Though Frey apologists will argue that a good book is a good book, sometimes a story’s power comes from its factuality. Knoch says she recently turned down a memoir, about a girl growing up in an abusive household, because the allegations against the author’s parents posed too great of a legal and ethical risk. The option to fictionalize it was never even discussed.

“Part of what made it really compelling was the outrageous things that happened to her,” Knoch says. “In a novel you might be like, ‘Mmm. Not sure that happened.’ But in memoir it was kind of astonishing. Part of what made it special were these larger-than-life real experiences that she had.”

Elaine McCluskey, non-fiction editor for Halifax-based Nimbus Publishing, the largest Canadian publisher east of Toronto, thinks it would be hard to orchestrate a hoax in Canada as brazen as the one Laura Albert pulled. Albert disguised her sister-in-law Savannah as LeRoy to make public appearances.

“Our authors actually come in to sign their contracts, they come in and meet with us during the process, most of them are on social media,” she says. “We develop a personal relationship with our authors.”

She’s also careful about signing an author who writes under a pseudonym. “I had a book last year that was called a memoir by a woman writing about her affair with a fairly well-known maritime political figure,” she says.

“We weren’t willing to publish that because we felt (writing under a pseudonym) weakened the book too much.
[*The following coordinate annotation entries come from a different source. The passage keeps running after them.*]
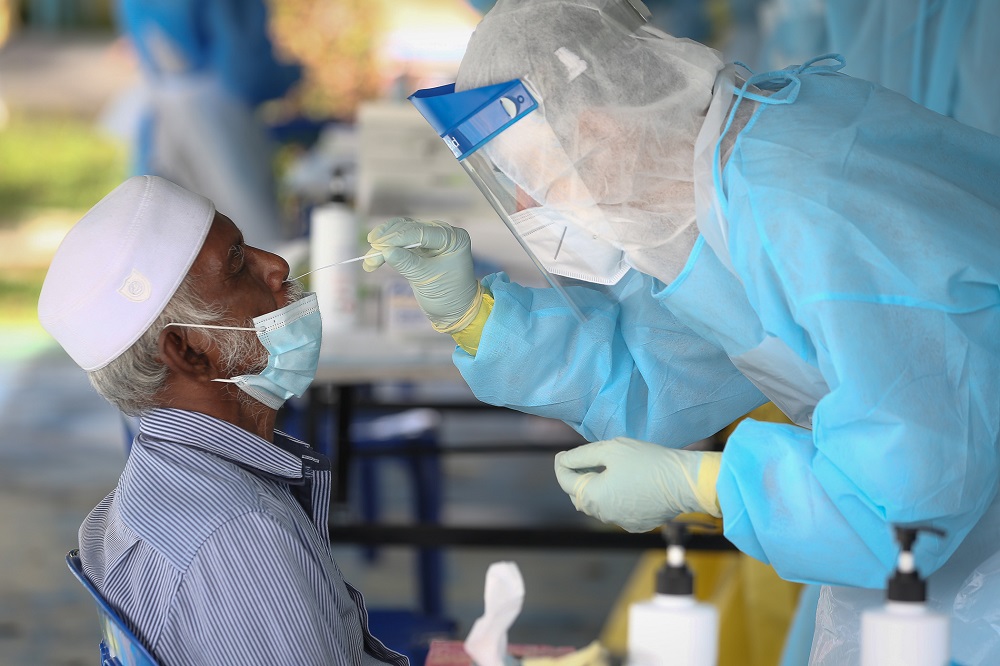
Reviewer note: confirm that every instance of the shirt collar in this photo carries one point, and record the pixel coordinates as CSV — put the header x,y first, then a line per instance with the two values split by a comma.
x,y
228,441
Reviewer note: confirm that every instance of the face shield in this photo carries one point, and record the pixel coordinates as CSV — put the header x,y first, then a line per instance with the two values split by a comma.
x,y
578,123
501,138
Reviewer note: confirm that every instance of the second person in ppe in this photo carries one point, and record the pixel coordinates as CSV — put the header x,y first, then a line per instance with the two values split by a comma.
x,y
802,237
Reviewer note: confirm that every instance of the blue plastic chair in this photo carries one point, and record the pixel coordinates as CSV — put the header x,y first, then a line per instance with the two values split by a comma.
x,y
119,646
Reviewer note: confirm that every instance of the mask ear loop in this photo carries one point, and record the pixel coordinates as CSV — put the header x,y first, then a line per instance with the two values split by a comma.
x,y
215,327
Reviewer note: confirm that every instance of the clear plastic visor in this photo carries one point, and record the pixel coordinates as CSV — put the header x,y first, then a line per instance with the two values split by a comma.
x,y
535,189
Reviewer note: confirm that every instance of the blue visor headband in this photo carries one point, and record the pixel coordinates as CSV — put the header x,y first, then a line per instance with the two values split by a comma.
x,y
468,120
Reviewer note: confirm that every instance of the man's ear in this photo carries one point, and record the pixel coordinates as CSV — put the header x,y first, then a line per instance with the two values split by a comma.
x,y
186,355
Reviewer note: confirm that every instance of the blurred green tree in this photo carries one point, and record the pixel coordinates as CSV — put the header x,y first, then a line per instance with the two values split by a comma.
x,y
336,41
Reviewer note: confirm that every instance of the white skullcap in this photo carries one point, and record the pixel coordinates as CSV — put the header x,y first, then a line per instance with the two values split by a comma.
x,y
626,104
120,265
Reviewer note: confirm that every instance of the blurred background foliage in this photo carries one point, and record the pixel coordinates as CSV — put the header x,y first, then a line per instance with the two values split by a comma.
x,y
54,162
337,44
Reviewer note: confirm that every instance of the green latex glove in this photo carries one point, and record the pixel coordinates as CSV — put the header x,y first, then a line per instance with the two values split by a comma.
x,y
439,270
638,485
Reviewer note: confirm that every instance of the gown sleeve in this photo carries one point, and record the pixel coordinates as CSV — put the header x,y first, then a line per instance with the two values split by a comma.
x,y
630,369
864,230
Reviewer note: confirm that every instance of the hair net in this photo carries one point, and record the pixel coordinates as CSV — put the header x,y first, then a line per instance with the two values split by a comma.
x,y
625,104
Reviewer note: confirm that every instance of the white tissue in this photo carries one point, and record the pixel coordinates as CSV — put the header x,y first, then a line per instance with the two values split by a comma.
x,y
504,596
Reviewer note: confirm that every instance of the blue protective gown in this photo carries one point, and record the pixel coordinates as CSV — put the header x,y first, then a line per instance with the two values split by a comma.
x,y
856,281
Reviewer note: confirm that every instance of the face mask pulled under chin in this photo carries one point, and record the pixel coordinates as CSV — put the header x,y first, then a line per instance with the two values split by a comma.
x,y
292,336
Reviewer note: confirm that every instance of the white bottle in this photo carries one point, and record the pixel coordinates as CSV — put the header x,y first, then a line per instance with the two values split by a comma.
x,y
333,237
673,628
905,632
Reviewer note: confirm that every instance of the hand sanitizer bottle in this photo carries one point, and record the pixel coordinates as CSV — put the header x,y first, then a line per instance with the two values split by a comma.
x,y
905,631
673,627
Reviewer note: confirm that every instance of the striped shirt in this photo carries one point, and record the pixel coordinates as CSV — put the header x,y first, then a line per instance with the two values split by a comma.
x,y
214,547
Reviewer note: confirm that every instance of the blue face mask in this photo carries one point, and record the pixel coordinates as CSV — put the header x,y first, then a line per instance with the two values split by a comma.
x,y
292,337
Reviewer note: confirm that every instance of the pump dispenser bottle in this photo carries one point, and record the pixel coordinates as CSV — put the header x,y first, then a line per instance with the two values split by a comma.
x,y
334,238
672,627
905,631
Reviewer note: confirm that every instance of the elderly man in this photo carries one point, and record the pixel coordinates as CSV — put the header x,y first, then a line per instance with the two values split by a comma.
x,y
214,545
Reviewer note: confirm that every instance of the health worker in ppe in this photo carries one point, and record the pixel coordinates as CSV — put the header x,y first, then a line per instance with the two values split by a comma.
x,y
939,54
207,66
798,236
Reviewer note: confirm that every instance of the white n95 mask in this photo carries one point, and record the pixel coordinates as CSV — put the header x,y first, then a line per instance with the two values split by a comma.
x,y
292,336
565,249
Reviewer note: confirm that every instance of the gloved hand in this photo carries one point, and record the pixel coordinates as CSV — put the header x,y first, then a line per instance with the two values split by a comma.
x,y
638,485
439,271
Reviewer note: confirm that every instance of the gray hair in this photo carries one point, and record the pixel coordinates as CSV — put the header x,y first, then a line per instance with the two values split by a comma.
x,y
133,380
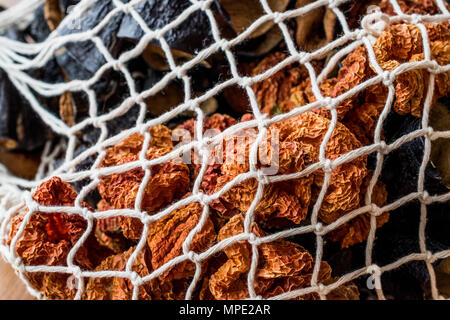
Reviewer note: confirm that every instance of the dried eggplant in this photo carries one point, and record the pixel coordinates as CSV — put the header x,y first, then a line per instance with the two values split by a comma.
x,y
21,128
185,40
242,14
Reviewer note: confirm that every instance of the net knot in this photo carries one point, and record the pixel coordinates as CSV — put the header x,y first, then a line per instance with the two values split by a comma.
x,y
375,22
327,166
425,198
333,4
85,213
134,277
203,5
321,288
75,271
19,265
303,57
361,34
262,177
224,45
118,65
434,67
415,18
375,210
388,78
203,199
277,17
253,239
96,123
430,257
32,205
193,257
374,270
180,72
125,8
318,228
328,103
382,147
245,82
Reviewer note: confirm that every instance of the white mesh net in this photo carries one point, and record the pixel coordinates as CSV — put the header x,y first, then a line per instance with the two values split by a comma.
x,y
61,159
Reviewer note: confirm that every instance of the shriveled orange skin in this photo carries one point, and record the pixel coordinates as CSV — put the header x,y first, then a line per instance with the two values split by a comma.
x,y
403,43
48,238
283,266
167,235
276,89
169,180
357,230
116,288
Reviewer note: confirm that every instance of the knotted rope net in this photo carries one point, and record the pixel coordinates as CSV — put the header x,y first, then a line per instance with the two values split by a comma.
x,y
60,158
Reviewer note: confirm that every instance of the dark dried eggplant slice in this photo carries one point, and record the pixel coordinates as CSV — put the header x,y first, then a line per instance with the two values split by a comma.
x,y
185,40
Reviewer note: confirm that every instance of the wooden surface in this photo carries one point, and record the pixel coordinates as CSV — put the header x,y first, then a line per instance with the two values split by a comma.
x,y
11,287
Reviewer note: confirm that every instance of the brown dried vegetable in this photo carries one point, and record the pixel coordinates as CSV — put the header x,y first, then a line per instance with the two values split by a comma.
x,y
399,44
168,181
48,238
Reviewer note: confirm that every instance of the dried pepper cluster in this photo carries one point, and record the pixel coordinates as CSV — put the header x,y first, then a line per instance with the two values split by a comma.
x,y
399,44
47,238
283,265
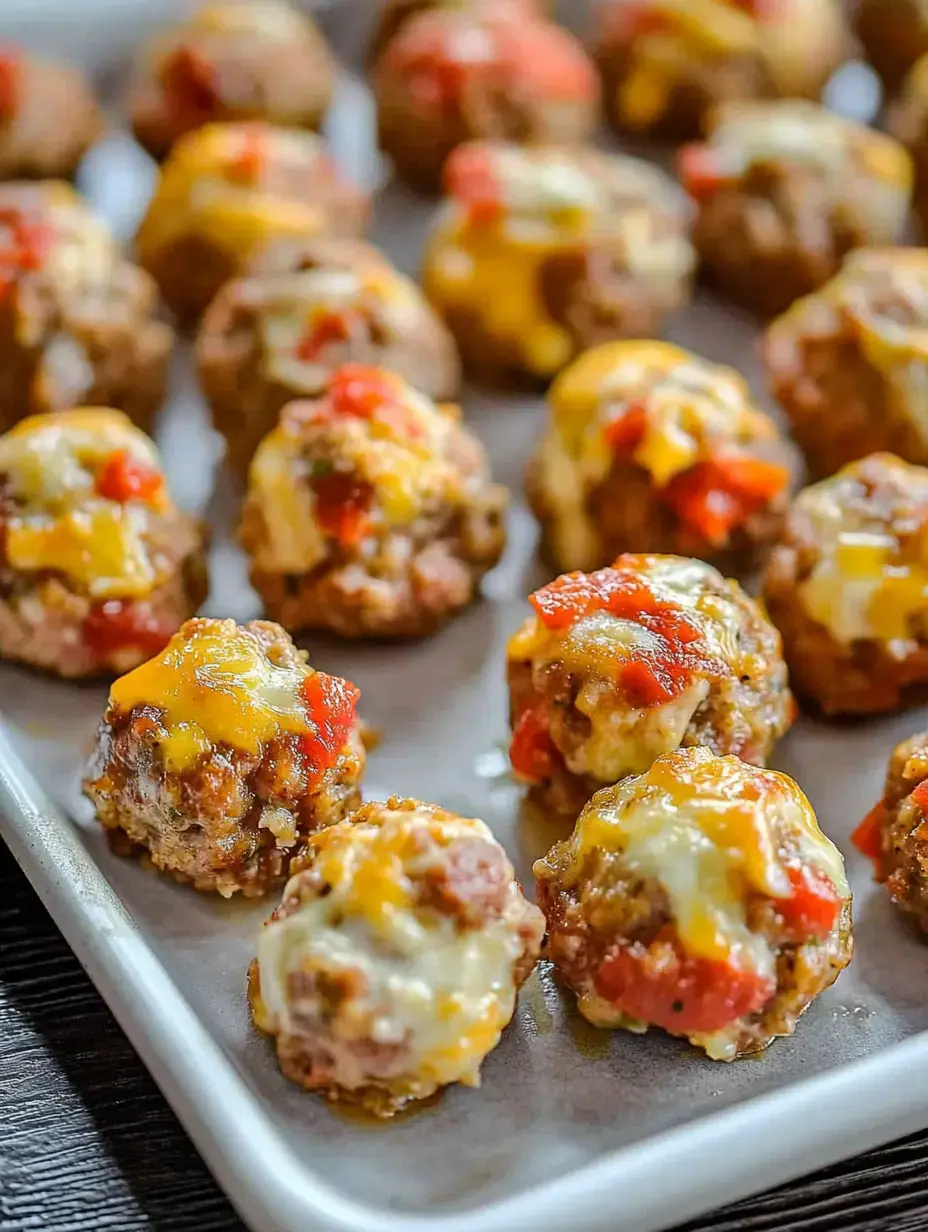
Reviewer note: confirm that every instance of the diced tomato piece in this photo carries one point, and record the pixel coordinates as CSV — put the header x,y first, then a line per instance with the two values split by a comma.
x,y
812,908
120,624
662,986
125,478
625,434
531,752
332,710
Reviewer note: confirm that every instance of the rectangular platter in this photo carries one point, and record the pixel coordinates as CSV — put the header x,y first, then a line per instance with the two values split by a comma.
x,y
572,1126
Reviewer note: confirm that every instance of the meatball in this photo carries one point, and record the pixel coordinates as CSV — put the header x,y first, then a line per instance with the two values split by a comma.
x,y
48,117
700,897
370,511
302,309
848,588
618,667
228,190
894,35
232,60
542,253
667,63
848,362
784,190
464,73
655,449
393,962
894,833
97,567
77,319
221,757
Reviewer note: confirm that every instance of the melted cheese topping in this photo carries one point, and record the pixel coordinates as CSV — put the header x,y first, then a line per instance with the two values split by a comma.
x,y
870,579
552,202
215,681
49,463
625,739
711,830
693,409
200,192
443,992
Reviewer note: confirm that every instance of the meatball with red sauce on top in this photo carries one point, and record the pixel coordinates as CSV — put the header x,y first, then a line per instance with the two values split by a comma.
x,y
221,755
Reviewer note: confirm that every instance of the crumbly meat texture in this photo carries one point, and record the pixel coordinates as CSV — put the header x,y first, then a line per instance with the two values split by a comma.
x,y
77,329
839,362
462,886
855,674
53,118
223,68
233,819
248,376
533,85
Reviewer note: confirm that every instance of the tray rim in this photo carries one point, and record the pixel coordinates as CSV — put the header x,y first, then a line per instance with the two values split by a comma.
x,y
722,1157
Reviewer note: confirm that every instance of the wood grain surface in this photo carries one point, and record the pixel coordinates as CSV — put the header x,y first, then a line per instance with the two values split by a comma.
x,y
86,1141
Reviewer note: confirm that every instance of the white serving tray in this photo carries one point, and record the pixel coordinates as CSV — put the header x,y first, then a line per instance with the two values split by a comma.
x,y
573,1127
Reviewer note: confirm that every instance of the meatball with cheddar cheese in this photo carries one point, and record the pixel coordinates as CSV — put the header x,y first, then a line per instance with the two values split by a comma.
x,y
392,965
370,510
699,897
667,63
847,364
618,667
894,833
78,323
653,449
461,73
48,117
97,567
302,309
542,253
224,192
784,190
847,587
223,754
232,60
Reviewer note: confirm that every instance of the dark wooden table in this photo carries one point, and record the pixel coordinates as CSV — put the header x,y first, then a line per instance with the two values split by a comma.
x,y
86,1141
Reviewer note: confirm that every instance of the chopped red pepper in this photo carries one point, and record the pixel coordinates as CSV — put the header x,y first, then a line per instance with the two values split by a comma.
x,y
812,908
662,986
121,624
330,707
531,752
125,478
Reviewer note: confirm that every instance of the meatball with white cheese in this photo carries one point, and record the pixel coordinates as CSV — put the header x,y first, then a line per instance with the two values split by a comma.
x,y
219,757
392,965
618,667
699,897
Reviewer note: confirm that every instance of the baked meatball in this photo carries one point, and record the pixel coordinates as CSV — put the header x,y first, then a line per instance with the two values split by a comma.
x,y
370,510
700,897
228,190
77,319
542,253
464,73
616,667
223,754
848,588
97,567
784,190
302,309
894,35
48,117
232,60
393,962
667,63
655,449
894,833
848,364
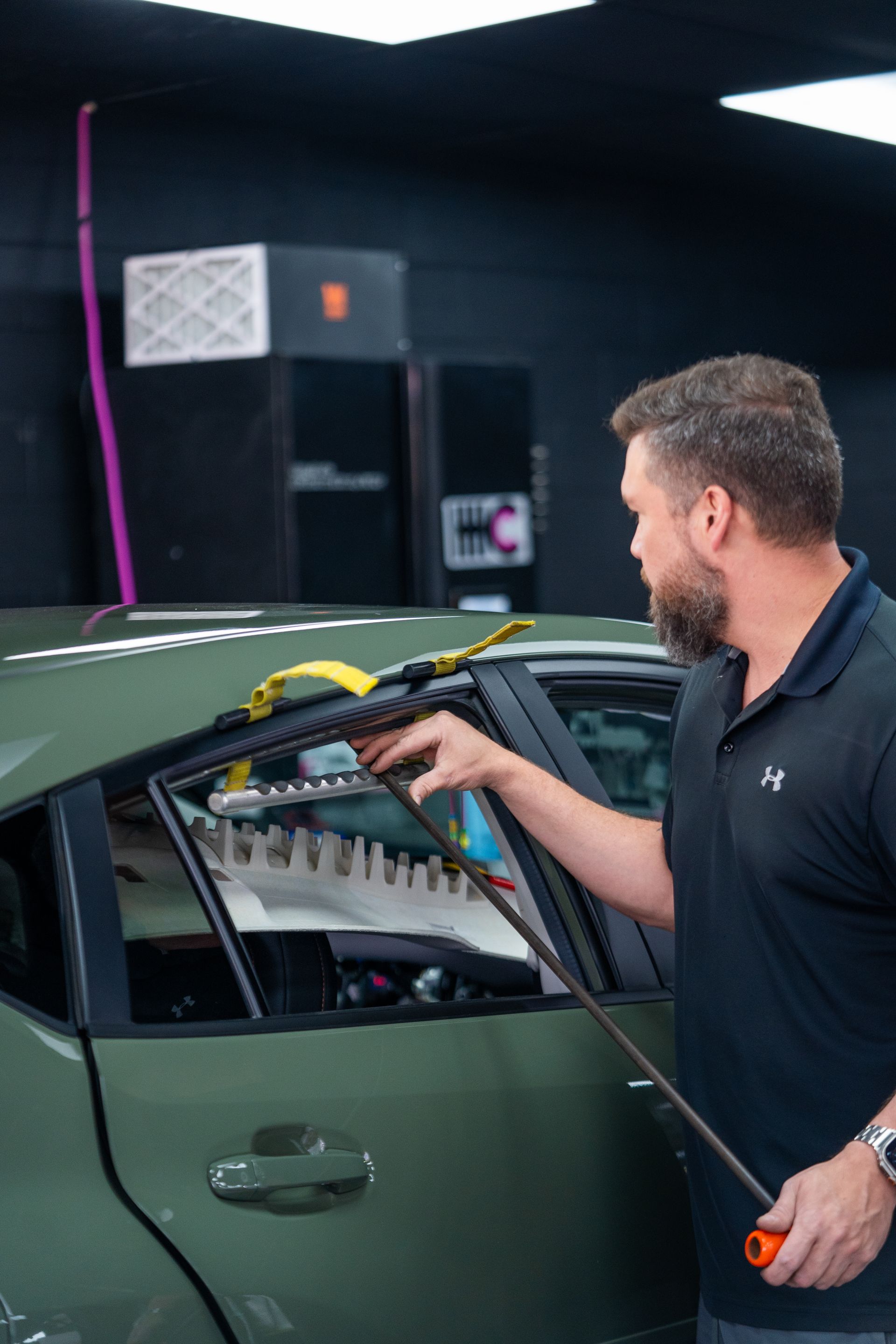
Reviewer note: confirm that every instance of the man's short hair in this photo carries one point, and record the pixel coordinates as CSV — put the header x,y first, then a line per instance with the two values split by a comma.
x,y
753,425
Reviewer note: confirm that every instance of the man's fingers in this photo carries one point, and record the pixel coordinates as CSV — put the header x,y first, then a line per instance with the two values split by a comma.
x,y
390,748
821,1265
781,1215
426,785
374,742
789,1259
If you’re not willing to put your name behind the story, how committed are you to the story? How are you going to promote the book? And is it fair to the other person in the book, the one you’re naming?”

Besides, a pseudonym only cloaks so much of a writer’s identity. “Colette” illustrates how deeply the French author’s Claudine novels, about a country schoolgirl’s coming-of-age and sexual awakening, resonated with young women in France, despite her husband Henry ‘Willy’ Gauthier-Villars’ claim to be the sole author.

“It’s the diary of a country school girl,” director Wash Westmoreland laughs. “The voice is so clearly female.”

In this case, the authenticity of Colette’s voice could not be silenced. “I think when you read anything you are essentially entering somebody else’s brain,” Westmoreland says.

“When you read a great writer you feel the power of their intellect and their world view through the words they choose. If you are feeling that is coming from an authentic voice, that will inevitably affect your relationship with a book.”